Shares
When you buy shares in a company, you are buying a part of that company and will share in the company’s performance in the form of profits which can be given to you as dividends and/or capital growth through the value of your shares increasing. Companies generally list on the stock exchange to raise capital for their company and to create a market in their shares. Companies you invest in benefit by using your money and that of other investors to finance their business or its expansion, without having to borrow money.
Shares are an important part of an investment strategy. Being good at investing in shares is about being informed, monitoring your share’s performance on a regular basis, keeping an eye on your goals and investment strategy and participating in ongoing education as you need it.
Shares are a great long-term investment and have many tax benefits. They also offer other advantages, including flexibility and liquidity. The majority of the time, there are buyers and sellers for most major companies, meaning it is easier to buy and sell your shares at your own convenience. The proceeds from the sale of shares takes just three days to settle, meaning, if required you can obtain your cash very quickly.

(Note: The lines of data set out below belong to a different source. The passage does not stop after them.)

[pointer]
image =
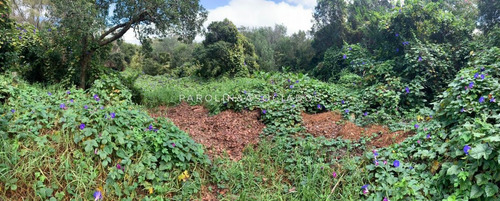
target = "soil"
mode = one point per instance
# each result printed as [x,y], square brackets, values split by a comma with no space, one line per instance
[227,132]
[331,125]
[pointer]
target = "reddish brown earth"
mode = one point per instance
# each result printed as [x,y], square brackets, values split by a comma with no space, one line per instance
[227,131]
[330,125]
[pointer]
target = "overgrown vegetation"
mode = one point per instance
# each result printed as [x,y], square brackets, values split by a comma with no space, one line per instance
[432,67]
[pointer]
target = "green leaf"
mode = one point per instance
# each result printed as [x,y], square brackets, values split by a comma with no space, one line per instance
[475,191]
[491,189]
[453,170]
[482,150]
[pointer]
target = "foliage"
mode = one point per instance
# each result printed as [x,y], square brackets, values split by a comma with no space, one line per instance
[112,145]
[226,52]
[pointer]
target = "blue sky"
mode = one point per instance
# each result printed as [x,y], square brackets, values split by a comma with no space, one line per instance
[294,14]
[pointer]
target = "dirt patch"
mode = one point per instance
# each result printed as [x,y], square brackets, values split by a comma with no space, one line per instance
[227,131]
[331,125]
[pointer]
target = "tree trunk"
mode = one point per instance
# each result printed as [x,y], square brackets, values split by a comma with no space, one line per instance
[84,63]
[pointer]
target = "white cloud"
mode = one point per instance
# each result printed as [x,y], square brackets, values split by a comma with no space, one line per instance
[257,13]
[294,14]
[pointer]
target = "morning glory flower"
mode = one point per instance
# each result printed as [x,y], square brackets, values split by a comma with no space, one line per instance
[466,149]
[97,195]
[481,99]
[396,163]
[365,188]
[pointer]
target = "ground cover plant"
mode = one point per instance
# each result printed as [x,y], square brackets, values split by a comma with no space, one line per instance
[379,100]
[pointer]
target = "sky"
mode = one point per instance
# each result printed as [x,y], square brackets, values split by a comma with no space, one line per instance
[294,14]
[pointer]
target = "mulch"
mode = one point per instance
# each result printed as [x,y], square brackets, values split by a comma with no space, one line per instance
[331,125]
[228,131]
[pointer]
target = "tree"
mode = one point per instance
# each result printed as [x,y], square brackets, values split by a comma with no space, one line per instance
[95,24]
[226,52]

The cost of share is also very low and the advent of internet trading has seen costs drop even further with some online brokers charging as little as $25 to buy or sell. There is also low capital requirements in that the minimum amount of shares that must be purchased when establishing a new shareholding in a listed company is just $500 worth and when adding to an existing holding, it can be as little as the investor pleases.
The simplicity of shares is also another attractive element in that it is very easy to obtain information on your investment. Share prices are very transparent and can be tracked in the newspapers or online. Public companies are required by law to produce an annual report, which is sent to shareholders, disclosing their financial track records for the previous year.
For Australian investors, dividends are often worth more than the cash payment they receive. This is because where companies have already paid tax on their profits, tax credits known as franking credits may be attached to the dividends the company pays to you. These franking credits can be used to offset tax payable by you on other income. In addition, shares held for more than 12 months qualify for a 50% discount on any capital gains tax payable.